Don’t transfer to another college or change academic majors. Students who switch programs are less likely to graduate on-time, or at all. Not every credit will count toward the new major or transfer to the new college, so the student will lose progress toward their degree. This will also increase college costs.
Don’t take a gap year or delay college enrollment. Some students never return from a gap year. When they do return, only about half will ultimately graduate with a Bachelor’s degree. Taking a leave of absence, or stop out, will also reduce college graduation rates.
Get involved and set high expectations. Students are more likely to graduate from college if their parents are involved in their education and expect them to graduate. Start by creating a college-going environment that emphasizes academics. Join the PTA and participate in their programs. Attend parent-teacher conferences. Make sure your student is engaged in high school and college. If they feel like they belong, they are more likely to graduate. The student’s peers can also influence their expectations about the highest level of educational attainment.
If the parents do not themselves have a Bachelor’s degree, encourage the student to find a role model who does have a Bachelor’s degree.
Become financially literate. When students and parents know how to manage their money, instead of letting their money manage them, the student is more likely to graduate from college. Learn about saving, budgeting, and borrowing. Evaluate colleges based on the net price, which is the difference between total college costs and the gift aid, such as grants and scholarships. If your school or college doesn’t offer a financial literacy class, there are many free classes available online. Look on the U.S. Department of Education’s Financial Literacy for All website for a good guide to online resources.

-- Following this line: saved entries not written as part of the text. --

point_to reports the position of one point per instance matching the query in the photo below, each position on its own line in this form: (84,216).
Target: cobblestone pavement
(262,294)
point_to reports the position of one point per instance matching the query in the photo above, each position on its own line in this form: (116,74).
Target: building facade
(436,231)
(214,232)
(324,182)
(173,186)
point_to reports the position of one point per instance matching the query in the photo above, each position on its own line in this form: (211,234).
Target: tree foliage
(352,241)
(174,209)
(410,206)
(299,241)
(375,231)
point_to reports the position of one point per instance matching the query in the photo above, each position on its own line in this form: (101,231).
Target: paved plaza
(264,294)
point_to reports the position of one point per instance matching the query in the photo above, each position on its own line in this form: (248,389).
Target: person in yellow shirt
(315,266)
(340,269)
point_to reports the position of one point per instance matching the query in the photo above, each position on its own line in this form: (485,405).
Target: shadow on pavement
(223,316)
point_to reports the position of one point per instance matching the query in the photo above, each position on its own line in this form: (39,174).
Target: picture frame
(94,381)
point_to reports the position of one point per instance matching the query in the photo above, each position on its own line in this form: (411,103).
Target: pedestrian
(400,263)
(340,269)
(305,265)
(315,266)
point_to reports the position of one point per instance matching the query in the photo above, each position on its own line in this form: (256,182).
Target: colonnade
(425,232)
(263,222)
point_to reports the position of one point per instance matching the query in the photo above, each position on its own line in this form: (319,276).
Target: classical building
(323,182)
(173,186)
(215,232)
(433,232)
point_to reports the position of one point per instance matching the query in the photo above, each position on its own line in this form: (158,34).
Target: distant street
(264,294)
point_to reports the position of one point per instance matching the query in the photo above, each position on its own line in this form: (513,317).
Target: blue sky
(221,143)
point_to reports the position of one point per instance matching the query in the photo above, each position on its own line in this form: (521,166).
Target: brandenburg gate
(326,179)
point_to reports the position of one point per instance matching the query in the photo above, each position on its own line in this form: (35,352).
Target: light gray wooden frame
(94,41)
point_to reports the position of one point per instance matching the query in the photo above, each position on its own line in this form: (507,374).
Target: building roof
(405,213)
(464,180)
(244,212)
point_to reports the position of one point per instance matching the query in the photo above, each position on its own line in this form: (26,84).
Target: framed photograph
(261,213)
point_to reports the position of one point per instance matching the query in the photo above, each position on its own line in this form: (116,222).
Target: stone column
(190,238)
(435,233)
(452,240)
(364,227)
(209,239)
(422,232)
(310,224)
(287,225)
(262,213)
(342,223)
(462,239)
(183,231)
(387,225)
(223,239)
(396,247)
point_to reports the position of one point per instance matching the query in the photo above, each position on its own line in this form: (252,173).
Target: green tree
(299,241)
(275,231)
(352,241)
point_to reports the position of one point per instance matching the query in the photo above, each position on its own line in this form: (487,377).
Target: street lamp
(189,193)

The insights in this article are based on my analyses of several government databases, including the National Postsecondary Student Aid Study (NPSAS), Integrated Postsecondary Education Data System (IPEDS), Beginning Postsecondary Students (BPS), Education Longitudinal Study (ELS), High School and Beyond (HS&B), High School Longitudinal Study of 2009 (HSLS:09), and National Education Longitudinal Study (NELS) databases. These databases are used to identify the variables that influence postsecondary outcomes.